Страница 27 из 38
Здесь почитают двух богов, хоть и не возводят им алтарей, — новизну и моду. Стоит человеку побежать — все, увидав его, побегут следом и не остановятся, если только не обнаружат, что он сумасшедший; но обнаружить это — труд непосильный: сколько у нас безумцев от рождения, которых и теперь еще считают мудрецами! Табак от Циветты дает лишь самое малое понятие о городской суете и столпотворениях. Король наш, отправившись на охоту, оказался на мосту в Нейи и вздумал выпить сладкой водки. Остановившись у кабака, спросил он ратафии, у бедняги кабатчика по счастливой случайности сыскалась бутылка ее, и королю случилось, выпив стакан, сказать окружающим, что напиток превосходный, и спросить другой стакан. Этого оказалось довольно, чтобы кабатчик разбогател. Не прошло и суток, как весь двор и весь город знали: ратафия[79] из Нейи — лучшее в Европе питье, ведь так сказал король!
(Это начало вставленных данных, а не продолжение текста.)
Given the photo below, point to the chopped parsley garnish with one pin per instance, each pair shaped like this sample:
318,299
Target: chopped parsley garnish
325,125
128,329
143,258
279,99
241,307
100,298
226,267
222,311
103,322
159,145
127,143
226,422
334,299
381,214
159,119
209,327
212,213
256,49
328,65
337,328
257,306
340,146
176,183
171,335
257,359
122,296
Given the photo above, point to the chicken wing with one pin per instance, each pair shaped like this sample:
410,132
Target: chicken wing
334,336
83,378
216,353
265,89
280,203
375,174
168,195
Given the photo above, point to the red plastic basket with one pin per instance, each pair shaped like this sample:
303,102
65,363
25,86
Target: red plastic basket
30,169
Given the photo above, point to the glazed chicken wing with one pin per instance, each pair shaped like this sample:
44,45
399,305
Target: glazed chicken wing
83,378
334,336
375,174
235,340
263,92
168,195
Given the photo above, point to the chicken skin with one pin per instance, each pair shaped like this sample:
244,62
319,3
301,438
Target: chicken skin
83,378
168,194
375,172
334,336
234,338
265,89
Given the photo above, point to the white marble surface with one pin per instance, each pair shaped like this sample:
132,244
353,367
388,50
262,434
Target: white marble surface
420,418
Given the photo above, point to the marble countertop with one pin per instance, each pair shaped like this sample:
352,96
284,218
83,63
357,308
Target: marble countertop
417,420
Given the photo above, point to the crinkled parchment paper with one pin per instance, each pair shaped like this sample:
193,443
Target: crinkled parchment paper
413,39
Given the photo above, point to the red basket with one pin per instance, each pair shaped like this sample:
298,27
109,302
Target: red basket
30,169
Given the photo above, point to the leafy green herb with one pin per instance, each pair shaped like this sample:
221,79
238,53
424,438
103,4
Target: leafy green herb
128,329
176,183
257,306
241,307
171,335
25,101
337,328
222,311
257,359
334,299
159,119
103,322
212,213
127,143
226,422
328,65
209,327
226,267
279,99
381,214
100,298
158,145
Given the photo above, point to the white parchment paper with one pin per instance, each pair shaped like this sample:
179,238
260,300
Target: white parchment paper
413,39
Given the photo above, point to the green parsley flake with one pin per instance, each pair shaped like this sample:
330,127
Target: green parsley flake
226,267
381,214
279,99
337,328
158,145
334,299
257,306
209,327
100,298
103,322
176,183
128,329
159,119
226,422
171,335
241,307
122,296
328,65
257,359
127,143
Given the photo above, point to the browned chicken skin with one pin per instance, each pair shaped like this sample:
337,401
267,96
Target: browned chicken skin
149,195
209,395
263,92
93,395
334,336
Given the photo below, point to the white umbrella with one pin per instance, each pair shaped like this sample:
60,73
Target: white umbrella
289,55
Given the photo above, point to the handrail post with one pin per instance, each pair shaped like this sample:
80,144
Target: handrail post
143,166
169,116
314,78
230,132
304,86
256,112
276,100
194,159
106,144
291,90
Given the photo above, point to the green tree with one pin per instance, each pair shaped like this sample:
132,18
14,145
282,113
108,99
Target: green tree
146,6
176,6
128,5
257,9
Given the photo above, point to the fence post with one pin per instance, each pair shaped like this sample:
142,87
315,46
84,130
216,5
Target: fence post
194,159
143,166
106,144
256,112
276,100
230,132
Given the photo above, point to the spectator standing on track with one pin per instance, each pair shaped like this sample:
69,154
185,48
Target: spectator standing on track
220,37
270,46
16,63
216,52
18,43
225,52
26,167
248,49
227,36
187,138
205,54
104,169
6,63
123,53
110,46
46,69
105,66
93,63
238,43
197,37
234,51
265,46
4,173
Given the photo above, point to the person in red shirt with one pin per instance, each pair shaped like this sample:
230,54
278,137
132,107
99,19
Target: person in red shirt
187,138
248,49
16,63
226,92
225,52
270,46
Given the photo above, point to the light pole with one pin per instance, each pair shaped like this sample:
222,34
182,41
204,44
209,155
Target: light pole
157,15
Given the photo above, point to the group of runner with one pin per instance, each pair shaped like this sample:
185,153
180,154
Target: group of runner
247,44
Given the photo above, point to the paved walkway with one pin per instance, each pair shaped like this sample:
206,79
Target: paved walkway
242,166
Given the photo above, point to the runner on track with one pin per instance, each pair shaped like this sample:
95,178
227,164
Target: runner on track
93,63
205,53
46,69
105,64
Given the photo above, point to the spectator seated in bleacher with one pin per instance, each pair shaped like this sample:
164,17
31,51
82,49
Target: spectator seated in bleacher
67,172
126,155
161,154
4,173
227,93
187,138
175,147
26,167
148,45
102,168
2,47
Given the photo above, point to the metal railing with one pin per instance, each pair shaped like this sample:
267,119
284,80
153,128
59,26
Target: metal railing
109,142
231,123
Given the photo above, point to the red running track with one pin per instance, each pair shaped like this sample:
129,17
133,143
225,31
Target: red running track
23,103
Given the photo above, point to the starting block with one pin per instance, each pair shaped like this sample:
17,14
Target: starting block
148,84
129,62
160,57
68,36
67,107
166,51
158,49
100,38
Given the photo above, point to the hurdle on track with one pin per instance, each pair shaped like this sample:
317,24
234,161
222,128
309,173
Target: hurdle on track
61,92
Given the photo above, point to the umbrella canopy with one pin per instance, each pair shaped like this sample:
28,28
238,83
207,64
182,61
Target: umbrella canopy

Самое блестящее общество отправлялось к полуночи в Нейи выпить ратафии; меньше чем в три года кабатчик стал богат и велел построить на этом месте дом, на котором увидите вы весьма забавную надпись — ее подарил этому человеку кто-то из наших господ Академиков: ex liquidis solidum[80]. Какого святого должен благословлять кабатчик за то, что скоро и блистательно преуспел? Глупость, переменчивость да желание посмеяться.
— Полагаю, — сказал я, — что подобное восхищение всяким суждением короля и принцев крови происходит от нерушимой любви, что питает к ним преданный народ. Любовь столь велика, что их считают непогрешимыми.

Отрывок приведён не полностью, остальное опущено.